Por su parte, Héctor “Pichi” De Benedictis, presidente del Ente Turístico de Rosario (ETuR), como representante de una plaza turística emergente, no cree que sea beneficioso para el destino y señala que “hay que estudiar la situación de ciertas localidades. A las emergentes no les conviene aplicar tasas, porque la competitividad se le vuelve en contra”, aunque no se muestra totalmente en contra de su aplicación: “En definitiva, no estoy ni a favor ni en contra. Cada caso debe analizarse, es decir, en el contexto. Por ejemplo, Bariloche la destina a obra pública, porque es en el marco de la Secretaría de Producción y Turismo. Iguazú la destina a otra cosa, al desarrollo turístico o promoción”.
Sin embargo, el funcionario se pregunta por qué habría de cobrarse una tasa y, para colmo, a los turistas, sabiendo que las acciones llevadas a cabo por el Ente Turístico cuentan con un presupuesto asignado o un tributo que pagan los hoteleros y gastronómicos. “Acá, en Rosario, hace siete años que estamos debatiendo la posibilidad de incluir tasas. El tema aparece y desaparece, y siempre lo discutimos. Yo me niego a que haya taxes. En caso de que hubiera, deberían estar aplicados a cuestiones que no estén cubriendo una legislación y un presupuesto”, aclara De Benedictis.
Por otro lado, el encargado del Turismo en la ciudad santafesina destaca que cuando se cobra una tasa al turista, el beneficio debe ser destinado a este. “¿Por qué el turista debería pagar la obra pública? En ese sentido, no lo veo muy bien”, considera, ya que en muchos casos, ese visitante que aportó, tal vez nunca regrese a esa plaza y no llegará a ver las obras concretadas con su aporte.

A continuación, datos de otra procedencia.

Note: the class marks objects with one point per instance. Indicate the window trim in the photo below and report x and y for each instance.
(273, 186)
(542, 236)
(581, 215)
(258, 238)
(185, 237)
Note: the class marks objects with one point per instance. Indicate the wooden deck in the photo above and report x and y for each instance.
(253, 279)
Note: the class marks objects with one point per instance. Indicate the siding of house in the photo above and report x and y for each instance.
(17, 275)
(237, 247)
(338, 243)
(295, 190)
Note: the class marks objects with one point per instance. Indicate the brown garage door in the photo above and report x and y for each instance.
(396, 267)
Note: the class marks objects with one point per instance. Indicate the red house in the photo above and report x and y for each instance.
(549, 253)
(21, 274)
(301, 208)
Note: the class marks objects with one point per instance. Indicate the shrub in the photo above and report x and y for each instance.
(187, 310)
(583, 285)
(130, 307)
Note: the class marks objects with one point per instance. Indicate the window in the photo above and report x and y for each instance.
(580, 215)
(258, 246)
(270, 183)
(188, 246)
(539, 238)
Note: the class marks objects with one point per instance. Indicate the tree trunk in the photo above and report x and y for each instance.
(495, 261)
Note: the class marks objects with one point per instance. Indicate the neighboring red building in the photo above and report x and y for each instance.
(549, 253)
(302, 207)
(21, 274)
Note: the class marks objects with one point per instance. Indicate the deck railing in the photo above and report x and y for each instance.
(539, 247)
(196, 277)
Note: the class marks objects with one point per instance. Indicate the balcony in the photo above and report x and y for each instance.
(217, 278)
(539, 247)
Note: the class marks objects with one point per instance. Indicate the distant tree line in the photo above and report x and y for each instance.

“Todo lo que sea de alguna manera sobreprecio, una exigencia, sea para el comerciante o prestador de servicio, o turista, considero que no corresponde”, manifiesta Marcelo Quiroga, Secretario de Turismo de Paraná. “Todo lo contrario, para ser competitivos tenemos que bajar las tasas, es la única forma de conseguirlo”, recalca. 

Caso testigo
En diálogo con este medio, Diego Piquín, director Ejecutivo del Emprotur de Bariloche, reconoce que la recaudación que generan esas tasas contribuye a generar infraestructura turística, lo que permite una suerte de retroalimentación. “Si bien no es lo más cómodo para nadie, en especial para los hoteleros, que son los encargados de cobrarla, es por una buena causa y es sostenible en el tiempo, puesto que los montos no son prohibitivos”, agrega. Y finaliza: “Las obras ya se están empezando a ver, como el nuevo mirador de Bahía López”.